しかし、何を想っていようが午後の対局は始まる。私の四間飛車(今期17局用いた)にT三段は何と鳥刺し。面喰いつつも制勝。
21日午後。中座(真)三段に相振りを匂わされ中飛車に。終始、強引気味の指し回しで勝ちきる。この辺を振り返ると、腹を括れていたとも考えられるが、負けていたら「ヤケを起こしたばかりに......」と漏らす破目になったかも。いかなる結果が出ようと「過程」に対し等しい評価を下すなんてことは難しい。
2日後の関西での結果が届くと、先の関東とも照らして好転を実感した。まだ「よくて......」の目は残っているので、とりあえず勝つ決意だけを固める。

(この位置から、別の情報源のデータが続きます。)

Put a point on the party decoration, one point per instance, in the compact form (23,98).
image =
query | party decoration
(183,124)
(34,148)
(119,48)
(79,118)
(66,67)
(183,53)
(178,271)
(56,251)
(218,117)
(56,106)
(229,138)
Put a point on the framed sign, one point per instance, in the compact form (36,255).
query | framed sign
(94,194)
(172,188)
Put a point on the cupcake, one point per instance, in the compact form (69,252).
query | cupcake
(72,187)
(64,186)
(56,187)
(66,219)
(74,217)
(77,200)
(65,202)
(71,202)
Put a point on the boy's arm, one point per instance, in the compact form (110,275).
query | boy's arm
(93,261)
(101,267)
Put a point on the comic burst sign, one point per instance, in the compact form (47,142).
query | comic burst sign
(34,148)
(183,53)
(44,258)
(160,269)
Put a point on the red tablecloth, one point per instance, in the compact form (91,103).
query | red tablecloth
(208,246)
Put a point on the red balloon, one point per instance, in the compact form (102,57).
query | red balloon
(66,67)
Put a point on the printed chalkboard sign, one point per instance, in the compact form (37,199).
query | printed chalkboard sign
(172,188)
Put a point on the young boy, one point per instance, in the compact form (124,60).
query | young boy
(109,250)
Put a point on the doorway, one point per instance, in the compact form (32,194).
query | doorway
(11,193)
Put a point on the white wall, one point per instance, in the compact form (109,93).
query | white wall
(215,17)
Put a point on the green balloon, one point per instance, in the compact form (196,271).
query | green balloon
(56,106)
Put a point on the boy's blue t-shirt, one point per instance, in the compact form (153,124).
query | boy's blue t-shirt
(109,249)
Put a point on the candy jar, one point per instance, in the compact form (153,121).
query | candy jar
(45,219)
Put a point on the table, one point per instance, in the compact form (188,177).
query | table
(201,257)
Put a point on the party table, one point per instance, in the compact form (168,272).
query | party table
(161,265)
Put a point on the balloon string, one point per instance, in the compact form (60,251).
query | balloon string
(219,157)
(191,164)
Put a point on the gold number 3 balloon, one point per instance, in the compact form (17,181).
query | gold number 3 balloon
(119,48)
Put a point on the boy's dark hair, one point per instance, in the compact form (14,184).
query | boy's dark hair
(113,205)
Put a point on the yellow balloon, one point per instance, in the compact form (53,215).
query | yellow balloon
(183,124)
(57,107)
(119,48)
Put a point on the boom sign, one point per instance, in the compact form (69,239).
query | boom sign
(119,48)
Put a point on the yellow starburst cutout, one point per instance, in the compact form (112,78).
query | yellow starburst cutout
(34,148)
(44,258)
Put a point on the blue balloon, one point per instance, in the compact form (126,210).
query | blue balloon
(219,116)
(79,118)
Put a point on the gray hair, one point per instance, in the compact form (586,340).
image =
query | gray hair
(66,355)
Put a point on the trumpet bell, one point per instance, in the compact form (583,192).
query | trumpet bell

3月1日から2日未明。この一日弱は忘れがたい時間となった。最後の記録とすべく臨んだA級最終戦加藤(一二三)九段―小林(健二)八段戦。盤上も両先生の闘いぶりも、大いなる糧となった。
日付が変わり、すべての死闘もそれぞれの結末に帰して後の打ち上げの席で、桐谷(広人)六段から伺った一言。「周りの星は気にするな」。日頃、付け焼き刃の類は好まない私だが、なぜか今回は鵜呑みにする気になったのだ。思えばここですでに「受け止められて」いたのかもしれない。有吉(道夫)九段からも、大山(康晴)十五世名人に関するお話を伺い、正直感動するとともに恩師・花村(元司)九段の思い出が「力」となって甦った。
【図は▲2四同飛まで】
消える如く一日が過ぎて最終の3日。隣の対戦すら見ずにどうにか1勝。昼食後の木村(一基)三段戦は手将棋模様から図に至り、以下☗5三歩成☖5二歩☗5四歩と打ち合いで千日手に。悪くないと見ていた将棋なので気になったが、ともかくも指し直しで勝利。直後「援けられた」ことを知ったのだった......。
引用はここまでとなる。